Rite Aid debt refinancing to help establish new stores
While the saving's impact is not expected to be substantial, the refinancing increases the firm's borrowing capacity.
Quick Take - Rite Aid announces the completion of its debt refinancing
- The transactions cost $117 million but the company gets to save $45 million per year in interest payments
- The revised revolving credit facility has about $2 billion in borrowing capacity and matures in February 2018
- We expect the freed cash to be used to open new stores and increase the footprint of the wellness+ format as the company looks to beat larger competitors: Walgreen (WAG), CVS (CVS) and Wal-Mart (WMT).
Fresh from reporting a profitable quarter in December Rite Aid (RAD), the third largest drugstore chain in the United States, announced the completion of a series of debt refinancing moves. The company had roughly $6 billion in debt as on December 1, 2012.
The refinancing moves are expected to result in a loss of $117 million, but will save it $45 million per year in interest payments. The savings from the initiative account for about 10% of the interest payments the company makes, but only 0.5% of its selling, general and administrative (SG&A) expenses.
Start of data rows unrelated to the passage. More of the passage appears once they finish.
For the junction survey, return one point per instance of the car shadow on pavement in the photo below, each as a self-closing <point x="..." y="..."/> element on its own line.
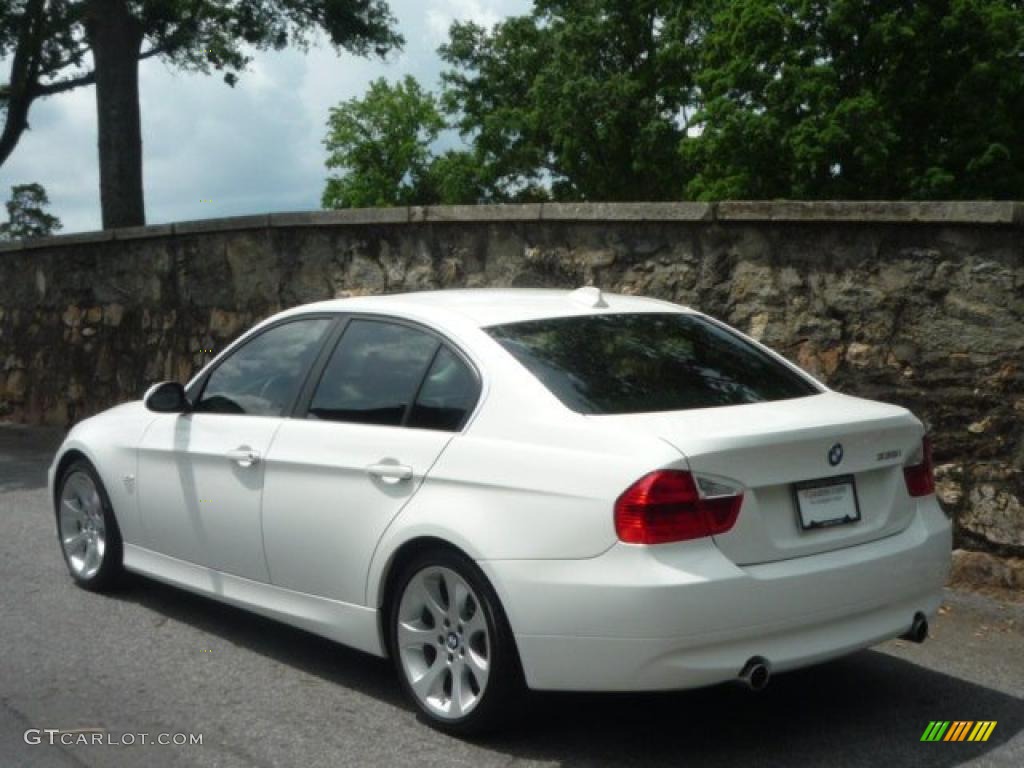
<point x="26" y="455"/>
<point x="869" y="709"/>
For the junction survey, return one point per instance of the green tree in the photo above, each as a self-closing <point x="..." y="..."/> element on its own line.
<point x="858" y="99"/>
<point x="51" y="42"/>
<point x="26" y="217"/>
<point x="380" y="145"/>
<point x="588" y="97"/>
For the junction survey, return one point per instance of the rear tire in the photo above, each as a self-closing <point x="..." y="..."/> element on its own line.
<point x="88" y="532"/>
<point x="452" y="644"/>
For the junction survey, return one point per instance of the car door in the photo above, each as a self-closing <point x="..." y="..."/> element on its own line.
<point x="389" y="399"/>
<point x="201" y="473"/>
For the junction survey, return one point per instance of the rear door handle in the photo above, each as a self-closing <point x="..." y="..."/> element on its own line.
<point x="390" y="473"/>
<point x="244" y="456"/>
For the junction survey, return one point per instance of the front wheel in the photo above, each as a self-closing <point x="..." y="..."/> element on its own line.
<point x="452" y="644"/>
<point x="88" y="531"/>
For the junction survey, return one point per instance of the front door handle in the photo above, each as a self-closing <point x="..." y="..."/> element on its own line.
<point x="390" y="473"/>
<point x="244" y="456"/>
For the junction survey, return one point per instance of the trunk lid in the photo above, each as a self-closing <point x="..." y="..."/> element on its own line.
<point x="768" y="446"/>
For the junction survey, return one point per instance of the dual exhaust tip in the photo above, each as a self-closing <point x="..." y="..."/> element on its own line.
<point x="919" y="629"/>
<point x="755" y="674"/>
<point x="757" y="671"/>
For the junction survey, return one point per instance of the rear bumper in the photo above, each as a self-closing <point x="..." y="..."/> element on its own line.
<point x="683" y="615"/>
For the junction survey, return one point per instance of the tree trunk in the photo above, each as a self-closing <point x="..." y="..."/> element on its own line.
<point x="116" y="39"/>
<point x="24" y="75"/>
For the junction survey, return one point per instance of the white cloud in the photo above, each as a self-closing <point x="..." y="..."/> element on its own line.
<point x="253" y="148"/>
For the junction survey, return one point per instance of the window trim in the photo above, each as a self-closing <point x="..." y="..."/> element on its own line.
<point x="197" y="387"/>
<point x="301" y="410"/>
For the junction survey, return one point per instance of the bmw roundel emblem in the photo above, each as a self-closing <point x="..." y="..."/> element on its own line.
<point x="836" y="454"/>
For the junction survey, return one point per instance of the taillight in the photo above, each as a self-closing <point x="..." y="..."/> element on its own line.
<point x="919" y="476"/>
<point x="666" y="506"/>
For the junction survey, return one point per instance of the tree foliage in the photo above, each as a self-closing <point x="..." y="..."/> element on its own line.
<point x="26" y="215"/>
<point x="850" y="98"/>
<point x="381" y="145"/>
<point x="607" y="99"/>
<point x="57" y="45"/>
<point x="587" y="96"/>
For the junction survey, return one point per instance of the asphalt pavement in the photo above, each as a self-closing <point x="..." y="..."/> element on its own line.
<point x="152" y="659"/>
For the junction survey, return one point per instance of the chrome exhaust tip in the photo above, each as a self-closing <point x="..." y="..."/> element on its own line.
<point x="755" y="674"/>
<point x="919" y="629"/>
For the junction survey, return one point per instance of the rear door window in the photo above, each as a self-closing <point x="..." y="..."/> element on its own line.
<point x="374" y="374"/>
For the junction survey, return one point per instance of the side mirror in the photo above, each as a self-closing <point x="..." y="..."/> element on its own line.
<point x="167" y="397"/>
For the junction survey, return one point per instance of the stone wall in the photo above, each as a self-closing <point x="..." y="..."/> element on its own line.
<point x="921" y="304"/>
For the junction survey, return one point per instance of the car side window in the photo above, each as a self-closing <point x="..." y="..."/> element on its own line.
<point x="263" y="376"/>
<point x="448" y="394"/>
<point x="374" y="374"/>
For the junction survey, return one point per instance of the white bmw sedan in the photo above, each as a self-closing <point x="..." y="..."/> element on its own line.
<point x="512" y="489"/>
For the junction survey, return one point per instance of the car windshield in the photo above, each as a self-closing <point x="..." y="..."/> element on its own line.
<point x="638" y="363"/>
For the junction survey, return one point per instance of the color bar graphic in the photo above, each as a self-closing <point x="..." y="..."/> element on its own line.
<point x="958" y="730"/>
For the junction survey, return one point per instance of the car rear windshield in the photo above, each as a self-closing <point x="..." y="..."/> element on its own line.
<point x="638" y="363"/>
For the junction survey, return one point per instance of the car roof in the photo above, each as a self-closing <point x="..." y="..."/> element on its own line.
<point x="494" y="306"/>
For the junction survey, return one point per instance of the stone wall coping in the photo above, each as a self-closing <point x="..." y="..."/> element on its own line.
<point x="962" y="213"/>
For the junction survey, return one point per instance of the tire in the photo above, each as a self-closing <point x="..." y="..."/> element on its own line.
<point x="87" y="530"/>
<point x="476" y="648"/>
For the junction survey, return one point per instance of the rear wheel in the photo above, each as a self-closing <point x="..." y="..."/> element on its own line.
<point x="452" y="644"/>
<point x="88" y="531"/>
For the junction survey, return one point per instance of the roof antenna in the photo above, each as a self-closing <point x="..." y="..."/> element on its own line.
<point x="589" y="296"/>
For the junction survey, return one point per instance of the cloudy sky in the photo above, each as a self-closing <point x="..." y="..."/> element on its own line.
<point x="254" y="148"/>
Thus, the impact of the saving is not expected to be substantial -- but the refinancing increases the borrowing capacity of the firm by about $2 billion. We expect the company to utilize the benefits from the initiative by investing in new stores, converting more stores to the wellness format and supporting the wellness+ loyalty program.
Rite Aid currently operates in a smaller number of stores when compared to bigger peers Walgreen, CVS Caremark and Wal-Mart. Also, its marketing budget has been constrained by the huge debt the company carries.
As a result of the completion of the refinancing transactions, the company has extended the maturity of a portion of its outstanding indebtedness and lowered interest expense.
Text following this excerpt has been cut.